The conventional medical model starts with symptoms and works backward to a diagnosis. The FDN model starts with functional lab data and works forward to a protocol. The difference matters because the conventional model is optimized for identifying pathology - disease that’s advanced enough to treat. The functional model is optimized for identifying dysfunction - patterns in lab markers that indicate the body isn’t working at full capacity, before those patterns become diagnosable disease.

Most people who feel chronically unwell have lab results that are “normal” by conventional standards. That’s because conventional reference ranges are established by population averages - the average includes a lot of people who are also chronically unwell. Normal doesn’t mean optimal. Normal means average.

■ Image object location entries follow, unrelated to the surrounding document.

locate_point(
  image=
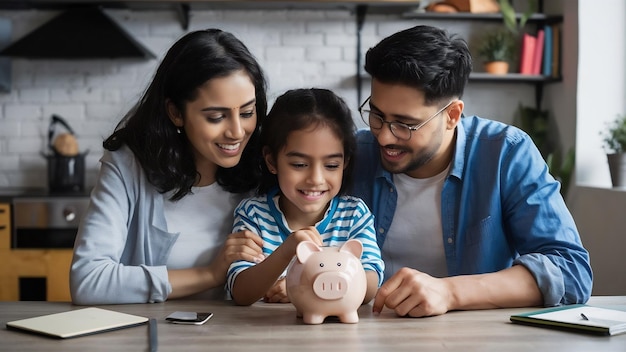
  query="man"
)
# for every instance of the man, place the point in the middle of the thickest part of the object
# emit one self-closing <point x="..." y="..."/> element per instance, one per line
<point x="467" y="214"/>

The DRESS protocol - Diet, Rest, Exercise, Stress Reduction, Supplementation - is the implementation framework. Every pillar is addressed simultaneously, because the body’s systems are interconnected. You can’t optimize sleep while ignoring cortisol. You can’t optimize gut health while ignoring diet quality. The protocol is holistic not because of philosophy but because the biology demands it.

The data-sovereignty parallel is exact:

In digital sovereignty, you audit your system - what’s running, what’s collecting data, what’s exposed - before building the secure stack. In health sovereignty, you audit your biology - run the labs, understand the markers, identify the dysfunction - before building the protocol.

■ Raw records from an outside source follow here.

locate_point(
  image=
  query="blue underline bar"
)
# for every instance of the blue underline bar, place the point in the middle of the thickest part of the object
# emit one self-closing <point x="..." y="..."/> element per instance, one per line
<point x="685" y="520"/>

Test, don’t guess. In both domains.


The Health Data Sovereignty Stack

Tool / ApproachReplacesWhy It Made the Cut
CronometerMyFitnessPalNo data selling, better data, full export, micronutrient detail
Filen encrypted storageGoogle Health / Apple Health cloudYour records, your keys, zero-knowledge
Direct lab testingInsurance-mediated panelsData goes to you, not to insurers and data brokers
Personal health records (local)EHR portal dependencyYou own the complete picture, providers don’t
FDN methodologySymptom-chasing medicineData-driven, root cause, your protocol not their template

The Insurance Problem

A note on what you do with your lab data and who gets access to it.

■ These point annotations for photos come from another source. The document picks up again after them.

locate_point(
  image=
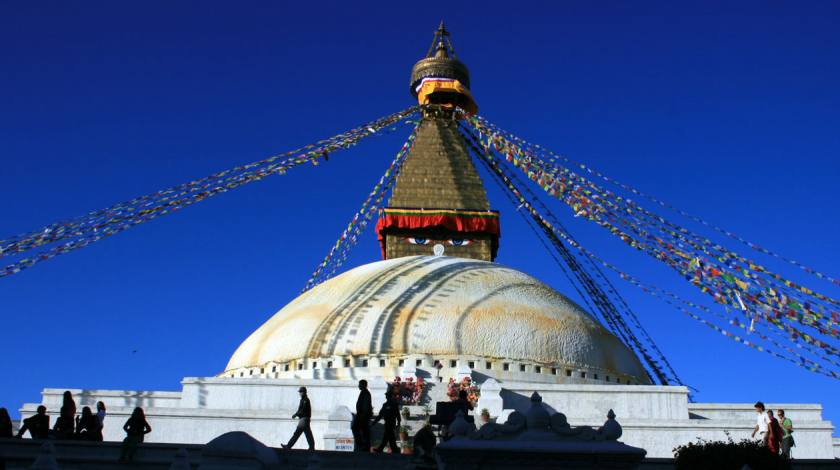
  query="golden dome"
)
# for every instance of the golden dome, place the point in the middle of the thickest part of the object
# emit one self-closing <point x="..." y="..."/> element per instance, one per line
<point x="443" y="308"/>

Health insurance in the US uses medical records to make coverage and pricing decisions. Pre-existing conditions, diagnoses, treatments - all of it can affect insurability depending on the policy type and regulatory context.

Direct-to-consumer lab testing, paid out of pocket and not run through insurance, does not generate an insurance billing record. The results go to you. Not to your insurer. Not to a data broker that sells to insurers. Not to anyone except you.

This is not about hiding health information from your doctor. It’s about understanding what information flows where and making deliberate decisions about which channels you use for which purposes. Your doctor can see results you bring to them. Your insurer doesn’t need to see everything your doctor sees.

This is health sovereignty in practice: understanding the data flows, controlling what goes where, and making decisions based on your actual interests rather than institutional default.


The Overlap Is the Point

The audience for digital sovereignty and the audience for health sovereignty are the same people.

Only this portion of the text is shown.